A huge crowd turned out to celebrate Leeds’ waterways on Saturday as festival organisers prepare for a new world record attempt.
The 10th annual Leeds Waterfront Festival, which runs all weekend along the length of the city’s waterways, aims to celebrate all that is special about the four-mile stretch.
Saturday saw the start of the dragon boat racing alongside a street food festival, while there were boat trips, vintage markets and barge gigs, before the big attempt today to break the world record for the largest paper boat race.
And with crowds of up to 20,000 expected over the course of the weekend, organisers say it has so far proved a huge success.
“It’s about getting people to come and connect with the waterways that we’ve got in Leeds, but also just to enjoy it as well,” said Mike Marshall of the Canal and Rivers Trust.
“The dragon boat racing is always the most popular. But there’s the smaller things as well - the street entertainment, the children’s playing area, the boat trips.
“It’s a really great atmosphere, especially with the dragon boat racing as everybody gets behind their team. People are walking around with big smiles on their faces - there’s a real buzz.”
This is the 10th annual event and celebrations are taking in 11 destinations from Armley Industrial Museum to Thwaite Mills in Hunslet.
As well as dragon boat races at Leeds Dock, canoe tasters at Granary Wharf and boat trips from Armley and Thwaite Mills, there are musical barge gigs from Leeds Dock to Nostrop Lock.
Along Calls Landing there are vintage and makers’ markets, street food and live music, and today there will be the grand finale - the world record attempt.

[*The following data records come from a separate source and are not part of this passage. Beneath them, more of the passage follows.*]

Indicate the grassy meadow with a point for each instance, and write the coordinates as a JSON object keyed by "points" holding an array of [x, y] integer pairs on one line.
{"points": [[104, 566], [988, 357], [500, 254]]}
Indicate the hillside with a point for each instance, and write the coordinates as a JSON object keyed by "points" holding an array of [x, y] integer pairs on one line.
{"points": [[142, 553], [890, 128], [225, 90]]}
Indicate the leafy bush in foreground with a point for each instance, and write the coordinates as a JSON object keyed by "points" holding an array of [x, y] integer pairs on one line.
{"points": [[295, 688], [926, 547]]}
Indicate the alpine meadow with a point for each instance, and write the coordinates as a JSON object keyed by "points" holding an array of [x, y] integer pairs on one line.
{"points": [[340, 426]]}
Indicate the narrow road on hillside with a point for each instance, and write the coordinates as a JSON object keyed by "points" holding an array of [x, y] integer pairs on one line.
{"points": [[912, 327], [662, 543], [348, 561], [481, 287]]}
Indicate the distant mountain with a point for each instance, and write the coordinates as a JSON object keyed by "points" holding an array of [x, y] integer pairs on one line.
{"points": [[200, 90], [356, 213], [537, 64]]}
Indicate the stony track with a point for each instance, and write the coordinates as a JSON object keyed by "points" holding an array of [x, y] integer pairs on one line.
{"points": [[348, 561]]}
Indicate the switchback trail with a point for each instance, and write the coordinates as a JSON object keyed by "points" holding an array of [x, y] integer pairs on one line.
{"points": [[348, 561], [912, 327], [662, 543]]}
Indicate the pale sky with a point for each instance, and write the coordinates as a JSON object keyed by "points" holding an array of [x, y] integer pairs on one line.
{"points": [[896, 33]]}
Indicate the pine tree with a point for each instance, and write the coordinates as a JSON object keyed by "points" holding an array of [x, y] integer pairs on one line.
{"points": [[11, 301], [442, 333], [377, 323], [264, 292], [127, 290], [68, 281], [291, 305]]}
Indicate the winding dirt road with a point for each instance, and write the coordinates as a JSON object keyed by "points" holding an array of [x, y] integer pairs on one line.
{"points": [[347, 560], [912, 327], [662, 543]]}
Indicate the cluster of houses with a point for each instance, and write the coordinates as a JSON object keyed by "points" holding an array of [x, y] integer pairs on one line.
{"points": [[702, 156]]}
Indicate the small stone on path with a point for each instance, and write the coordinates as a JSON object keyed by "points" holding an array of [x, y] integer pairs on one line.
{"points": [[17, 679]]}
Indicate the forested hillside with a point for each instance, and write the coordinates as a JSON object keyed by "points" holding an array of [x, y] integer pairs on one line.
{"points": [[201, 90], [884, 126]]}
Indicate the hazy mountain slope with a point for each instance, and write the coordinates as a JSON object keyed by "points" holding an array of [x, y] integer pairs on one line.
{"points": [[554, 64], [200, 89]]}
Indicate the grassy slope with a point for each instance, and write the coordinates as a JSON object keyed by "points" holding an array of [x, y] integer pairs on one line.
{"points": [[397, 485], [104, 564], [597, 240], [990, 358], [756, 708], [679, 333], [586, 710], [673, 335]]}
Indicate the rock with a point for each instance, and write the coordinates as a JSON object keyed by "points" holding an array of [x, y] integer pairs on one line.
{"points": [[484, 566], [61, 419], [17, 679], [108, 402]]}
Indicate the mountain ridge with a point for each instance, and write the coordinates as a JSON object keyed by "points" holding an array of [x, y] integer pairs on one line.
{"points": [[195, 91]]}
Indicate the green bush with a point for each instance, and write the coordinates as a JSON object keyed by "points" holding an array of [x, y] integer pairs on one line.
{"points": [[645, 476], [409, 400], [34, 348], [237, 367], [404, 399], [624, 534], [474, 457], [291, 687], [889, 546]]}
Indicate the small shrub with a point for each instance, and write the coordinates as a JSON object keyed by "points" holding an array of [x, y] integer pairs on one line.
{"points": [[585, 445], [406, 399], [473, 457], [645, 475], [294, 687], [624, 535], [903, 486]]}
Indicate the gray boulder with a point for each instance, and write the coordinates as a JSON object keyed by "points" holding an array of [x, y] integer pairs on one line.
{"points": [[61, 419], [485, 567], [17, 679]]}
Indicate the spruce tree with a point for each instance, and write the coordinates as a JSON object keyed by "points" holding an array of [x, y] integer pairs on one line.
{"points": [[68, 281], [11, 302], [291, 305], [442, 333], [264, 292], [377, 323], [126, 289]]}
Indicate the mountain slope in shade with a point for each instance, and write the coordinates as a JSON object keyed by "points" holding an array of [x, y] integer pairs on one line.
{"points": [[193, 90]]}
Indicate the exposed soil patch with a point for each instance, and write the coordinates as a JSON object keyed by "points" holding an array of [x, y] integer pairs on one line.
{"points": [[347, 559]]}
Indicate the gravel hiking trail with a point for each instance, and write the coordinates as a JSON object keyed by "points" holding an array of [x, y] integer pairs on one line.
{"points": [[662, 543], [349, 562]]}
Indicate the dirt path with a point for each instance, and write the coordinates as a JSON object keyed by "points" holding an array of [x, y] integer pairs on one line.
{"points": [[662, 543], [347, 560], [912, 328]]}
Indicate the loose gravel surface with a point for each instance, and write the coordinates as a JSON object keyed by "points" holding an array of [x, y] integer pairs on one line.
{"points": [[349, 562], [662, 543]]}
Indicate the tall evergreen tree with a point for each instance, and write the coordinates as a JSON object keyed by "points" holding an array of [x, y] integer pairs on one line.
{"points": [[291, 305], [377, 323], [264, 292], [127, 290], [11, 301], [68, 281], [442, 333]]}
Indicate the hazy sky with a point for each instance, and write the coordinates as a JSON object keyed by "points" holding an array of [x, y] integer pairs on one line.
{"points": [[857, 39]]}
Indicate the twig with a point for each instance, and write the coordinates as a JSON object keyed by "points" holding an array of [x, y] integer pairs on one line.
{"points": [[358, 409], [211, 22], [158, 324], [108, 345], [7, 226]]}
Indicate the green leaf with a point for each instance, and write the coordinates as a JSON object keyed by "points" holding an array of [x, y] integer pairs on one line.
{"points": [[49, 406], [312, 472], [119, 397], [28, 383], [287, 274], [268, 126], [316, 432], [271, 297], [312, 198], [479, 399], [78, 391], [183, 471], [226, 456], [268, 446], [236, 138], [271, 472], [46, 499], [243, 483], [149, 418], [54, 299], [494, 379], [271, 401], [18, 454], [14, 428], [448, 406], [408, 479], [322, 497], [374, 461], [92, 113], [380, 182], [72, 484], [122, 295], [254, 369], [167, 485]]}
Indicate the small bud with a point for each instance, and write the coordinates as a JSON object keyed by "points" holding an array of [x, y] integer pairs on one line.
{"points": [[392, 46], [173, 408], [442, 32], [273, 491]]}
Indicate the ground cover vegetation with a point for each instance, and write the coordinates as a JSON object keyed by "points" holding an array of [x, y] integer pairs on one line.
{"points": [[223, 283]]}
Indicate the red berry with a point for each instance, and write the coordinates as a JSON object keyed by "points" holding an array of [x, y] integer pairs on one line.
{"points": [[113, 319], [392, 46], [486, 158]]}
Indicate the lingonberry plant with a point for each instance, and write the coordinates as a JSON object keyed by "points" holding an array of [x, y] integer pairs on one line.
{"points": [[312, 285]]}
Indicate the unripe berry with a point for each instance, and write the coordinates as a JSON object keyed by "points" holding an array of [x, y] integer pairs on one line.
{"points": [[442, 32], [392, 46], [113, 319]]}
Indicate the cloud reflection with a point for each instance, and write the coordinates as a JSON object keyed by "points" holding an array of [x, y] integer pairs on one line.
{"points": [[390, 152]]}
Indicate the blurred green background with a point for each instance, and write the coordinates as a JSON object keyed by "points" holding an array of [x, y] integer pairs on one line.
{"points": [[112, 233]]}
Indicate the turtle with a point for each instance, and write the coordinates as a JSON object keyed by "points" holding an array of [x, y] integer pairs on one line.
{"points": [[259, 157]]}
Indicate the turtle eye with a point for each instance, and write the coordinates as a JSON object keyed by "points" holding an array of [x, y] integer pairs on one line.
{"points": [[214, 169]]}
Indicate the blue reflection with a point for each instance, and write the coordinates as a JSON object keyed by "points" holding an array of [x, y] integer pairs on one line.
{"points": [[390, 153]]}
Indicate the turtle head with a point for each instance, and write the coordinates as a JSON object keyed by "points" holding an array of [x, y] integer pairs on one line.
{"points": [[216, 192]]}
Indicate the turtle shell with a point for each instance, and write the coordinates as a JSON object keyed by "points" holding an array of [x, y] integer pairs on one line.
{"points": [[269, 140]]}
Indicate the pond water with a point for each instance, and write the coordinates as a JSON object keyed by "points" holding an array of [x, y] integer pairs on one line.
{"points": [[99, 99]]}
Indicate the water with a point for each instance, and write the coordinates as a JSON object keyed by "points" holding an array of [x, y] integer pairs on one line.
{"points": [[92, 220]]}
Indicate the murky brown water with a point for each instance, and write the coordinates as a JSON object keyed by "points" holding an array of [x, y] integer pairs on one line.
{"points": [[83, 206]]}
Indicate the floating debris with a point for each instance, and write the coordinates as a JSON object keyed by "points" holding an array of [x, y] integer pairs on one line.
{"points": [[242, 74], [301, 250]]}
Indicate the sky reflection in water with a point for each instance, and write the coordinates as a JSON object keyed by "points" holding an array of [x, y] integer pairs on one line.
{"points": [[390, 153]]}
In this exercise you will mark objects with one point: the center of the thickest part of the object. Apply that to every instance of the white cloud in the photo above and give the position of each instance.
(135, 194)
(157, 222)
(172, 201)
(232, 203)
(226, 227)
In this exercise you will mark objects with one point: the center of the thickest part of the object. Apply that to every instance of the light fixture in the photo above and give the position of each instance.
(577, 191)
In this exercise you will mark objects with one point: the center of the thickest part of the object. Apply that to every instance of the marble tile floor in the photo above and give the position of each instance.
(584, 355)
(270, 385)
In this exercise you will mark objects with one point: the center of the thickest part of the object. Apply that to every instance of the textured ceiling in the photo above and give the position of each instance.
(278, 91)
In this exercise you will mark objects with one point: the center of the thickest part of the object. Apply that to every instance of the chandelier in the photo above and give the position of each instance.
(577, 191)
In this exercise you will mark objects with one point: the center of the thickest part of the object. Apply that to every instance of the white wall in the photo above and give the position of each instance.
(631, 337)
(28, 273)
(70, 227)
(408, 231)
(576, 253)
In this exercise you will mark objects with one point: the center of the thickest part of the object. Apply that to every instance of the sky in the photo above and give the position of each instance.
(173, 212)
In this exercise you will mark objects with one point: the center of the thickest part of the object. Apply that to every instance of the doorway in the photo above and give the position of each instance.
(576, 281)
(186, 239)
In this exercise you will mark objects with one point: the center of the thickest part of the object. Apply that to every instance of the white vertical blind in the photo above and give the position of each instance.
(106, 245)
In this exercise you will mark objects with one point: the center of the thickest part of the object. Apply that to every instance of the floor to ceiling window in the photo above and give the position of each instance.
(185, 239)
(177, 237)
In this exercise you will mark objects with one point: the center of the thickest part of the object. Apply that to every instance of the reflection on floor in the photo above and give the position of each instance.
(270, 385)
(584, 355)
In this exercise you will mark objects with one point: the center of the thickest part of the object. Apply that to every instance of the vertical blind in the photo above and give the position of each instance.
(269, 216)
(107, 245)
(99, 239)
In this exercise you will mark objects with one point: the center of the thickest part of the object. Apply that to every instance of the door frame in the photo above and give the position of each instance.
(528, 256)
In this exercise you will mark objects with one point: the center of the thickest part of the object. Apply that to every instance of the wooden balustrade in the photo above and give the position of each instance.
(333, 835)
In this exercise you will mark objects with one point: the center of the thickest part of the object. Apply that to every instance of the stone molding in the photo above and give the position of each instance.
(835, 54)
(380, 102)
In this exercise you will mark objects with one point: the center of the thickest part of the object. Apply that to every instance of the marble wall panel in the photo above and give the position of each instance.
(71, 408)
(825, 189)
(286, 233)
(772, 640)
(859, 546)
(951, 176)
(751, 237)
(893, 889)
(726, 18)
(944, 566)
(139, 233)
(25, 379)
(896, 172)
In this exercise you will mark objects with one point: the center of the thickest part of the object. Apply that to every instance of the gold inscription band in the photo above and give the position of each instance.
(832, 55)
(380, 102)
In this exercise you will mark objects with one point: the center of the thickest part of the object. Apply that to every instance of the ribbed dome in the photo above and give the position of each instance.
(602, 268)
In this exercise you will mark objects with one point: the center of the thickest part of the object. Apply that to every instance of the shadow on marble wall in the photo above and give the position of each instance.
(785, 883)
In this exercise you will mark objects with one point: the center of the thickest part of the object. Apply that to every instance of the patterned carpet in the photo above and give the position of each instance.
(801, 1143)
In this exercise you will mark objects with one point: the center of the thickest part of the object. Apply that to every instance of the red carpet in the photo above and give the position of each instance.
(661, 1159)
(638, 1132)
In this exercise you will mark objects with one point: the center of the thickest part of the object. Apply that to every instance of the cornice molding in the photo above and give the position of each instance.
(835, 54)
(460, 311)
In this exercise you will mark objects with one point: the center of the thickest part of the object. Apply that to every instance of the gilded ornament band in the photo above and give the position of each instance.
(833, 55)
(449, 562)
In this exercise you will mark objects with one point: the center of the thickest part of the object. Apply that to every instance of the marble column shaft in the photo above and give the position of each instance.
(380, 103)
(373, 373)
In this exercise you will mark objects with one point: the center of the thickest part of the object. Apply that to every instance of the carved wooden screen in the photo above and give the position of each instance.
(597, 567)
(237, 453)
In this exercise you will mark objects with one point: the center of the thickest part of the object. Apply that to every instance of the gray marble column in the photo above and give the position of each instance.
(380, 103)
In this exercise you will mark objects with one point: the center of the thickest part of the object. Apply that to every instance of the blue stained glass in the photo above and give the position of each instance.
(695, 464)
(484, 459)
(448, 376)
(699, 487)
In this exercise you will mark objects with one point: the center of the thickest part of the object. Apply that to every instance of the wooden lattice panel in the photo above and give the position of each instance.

Those taking part are invited to help build paper boats in workshops at The Tetley ahead of the race at 3.30pm, with the current record to beat being 250.
Jen and Tris Margison, who live at Brewery Wharf, said this year’s event seemed bigger - and better organised than ever before.
“It’s so nice to have it here on our doorstep,” they said. “It’s a great atmosphere, and it’s really busy. And there’s so much going on this year!”
Simon Tipple, of Hyde Park, was one of those driving the water taxis.
“It’s been hectic!” he said. “We’ve got so many people wanting to have a turn. This is my fifth or sixth time doing it, but there does seem to be a great buzz about the place today.
“There’s such a lot going on. The dragon boat racing really brings people out, and I’m just enjoying the street food.”